Selama sepuluh tahun, Syeikh Burhanuddin banyak belajar ilmu-ilmu keislaman maupun tarekat dari gurunya, Syekh Abdur Rauf as-Singkili. Ia mempelajari ilmu-ilmu Bahasa Arab, tafsir, hadis, fikih, tauhid, akhlak, tasawuf, aqidah, syari'ah dan masalah-masalah yang menyangkut tarekat, hakikat dan makrifat.
Mendirikan pesantren dan menegembangkan tarekat Shatariyah
Setelah tiga puluh tahun menuntut ilmu di Aceh, Syeikh Burhanuddin kembali ke tempat asalnya, Minangkabau, untuk menyebarkan ajaran Islam di sana. Pada tahun 1680, ia kembali ke Ulakan dan mendirikan surau di Tanjung Medan yang terletak di kompleks seluas sekitar lima hektare.Di sana, ia menyebarkan ajaran Islam sekaligus mengembangkan Tarekat Sathariyah. Di surau inilah beberapa aktivitas keagamaan dan sosial dilakukan, seperti shalat lima waktu, belajar ilmu agama, musyawarah, berdakwah, termasuk berkesenian dan mempelajari ilmu bela diri. Surau ini kemudian berkembang pesat dan menjadi sebuah Pondok Pesantren. Syeikh Burhanuddin memperoleh penghormatan yang luar biasa oleh masyarakat, sehingga ajaran yang ia bawa mudah diterima di sana.Selain itu, mulai banyak murid dan santri yang berdatangan untuk berguru kepadanya, baik dari wilayah Minangkabau sendiri, Riau, Jambi, Malaka, maupun dari daerah-daerah lain.
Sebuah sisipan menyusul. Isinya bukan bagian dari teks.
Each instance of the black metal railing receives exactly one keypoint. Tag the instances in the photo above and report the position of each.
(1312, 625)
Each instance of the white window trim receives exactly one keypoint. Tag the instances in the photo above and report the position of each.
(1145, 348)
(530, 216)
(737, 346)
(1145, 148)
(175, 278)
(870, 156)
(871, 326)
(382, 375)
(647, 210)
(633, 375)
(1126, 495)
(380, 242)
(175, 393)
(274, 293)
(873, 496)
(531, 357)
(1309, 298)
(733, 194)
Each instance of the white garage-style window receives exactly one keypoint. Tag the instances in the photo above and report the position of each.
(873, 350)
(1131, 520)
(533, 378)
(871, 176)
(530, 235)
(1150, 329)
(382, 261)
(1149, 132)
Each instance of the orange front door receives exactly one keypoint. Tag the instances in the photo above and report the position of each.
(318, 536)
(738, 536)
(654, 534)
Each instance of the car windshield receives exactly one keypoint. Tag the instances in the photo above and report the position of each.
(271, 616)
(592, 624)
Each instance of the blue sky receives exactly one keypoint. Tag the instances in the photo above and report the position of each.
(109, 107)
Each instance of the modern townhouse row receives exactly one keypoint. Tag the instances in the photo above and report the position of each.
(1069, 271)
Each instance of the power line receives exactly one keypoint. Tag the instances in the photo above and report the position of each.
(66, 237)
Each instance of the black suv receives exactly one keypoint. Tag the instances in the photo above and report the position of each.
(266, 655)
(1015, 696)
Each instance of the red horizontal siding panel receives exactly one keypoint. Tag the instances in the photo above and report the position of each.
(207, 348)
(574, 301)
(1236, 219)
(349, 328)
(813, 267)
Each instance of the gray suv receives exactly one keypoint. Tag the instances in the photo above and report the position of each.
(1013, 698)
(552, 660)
Melalui pesantren asuhannya, Syeikh Burhanuddin mengajarkan berbagai disiplin ilmu keislaman kepada para santrinya, seperti ilmu tafsir, hadis, fikih, akidah, dan lain-lain. Selain itu, ia juga memberikan dakwah islamiah melalui pengajian kepada warga masyarakat. Atas usaha Syeikh Burhanuddin tersebut, ajaran Islam cepat menyebar di wilayah Minangkabau.
Kematian
Syeikh Burhanuddin memimpin pesanteren tidak begitu lama, setelah sepuluh tahun memimpin ia meninggal.Kemudian, pesantren tersebut dilanjutkan di bawah kepemimpinan puteranya, Syeikh Abdullah Faqih.
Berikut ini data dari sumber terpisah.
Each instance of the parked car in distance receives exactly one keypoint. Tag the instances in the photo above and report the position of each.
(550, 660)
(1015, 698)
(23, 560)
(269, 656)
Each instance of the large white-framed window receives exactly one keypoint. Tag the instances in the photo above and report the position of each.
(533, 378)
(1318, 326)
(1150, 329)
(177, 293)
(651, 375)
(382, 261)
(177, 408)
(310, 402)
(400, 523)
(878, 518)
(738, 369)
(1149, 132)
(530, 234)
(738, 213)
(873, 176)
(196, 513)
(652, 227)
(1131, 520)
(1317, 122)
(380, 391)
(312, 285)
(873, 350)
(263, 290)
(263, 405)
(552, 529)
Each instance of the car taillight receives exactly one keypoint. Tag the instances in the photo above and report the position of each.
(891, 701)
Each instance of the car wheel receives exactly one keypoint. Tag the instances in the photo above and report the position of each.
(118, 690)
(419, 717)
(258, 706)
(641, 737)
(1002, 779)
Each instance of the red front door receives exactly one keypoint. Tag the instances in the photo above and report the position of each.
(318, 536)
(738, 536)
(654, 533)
Atas jasa dan perjuangan menyebarkan Islam di Sumatera Barat, hingga saat ini makam Syeikh Burhanuddin mendapat perhatian besar dari para peziarah, terutama oleh para jama'ah Tarekat Shatariyah. Menurut tradisi setempat, ziarah tersebut disebut Basapa atau "bersafar serempak bersama puluhan ribu orang", karena dilakukan setiap hari Rabu, tanggal 10 Shafar.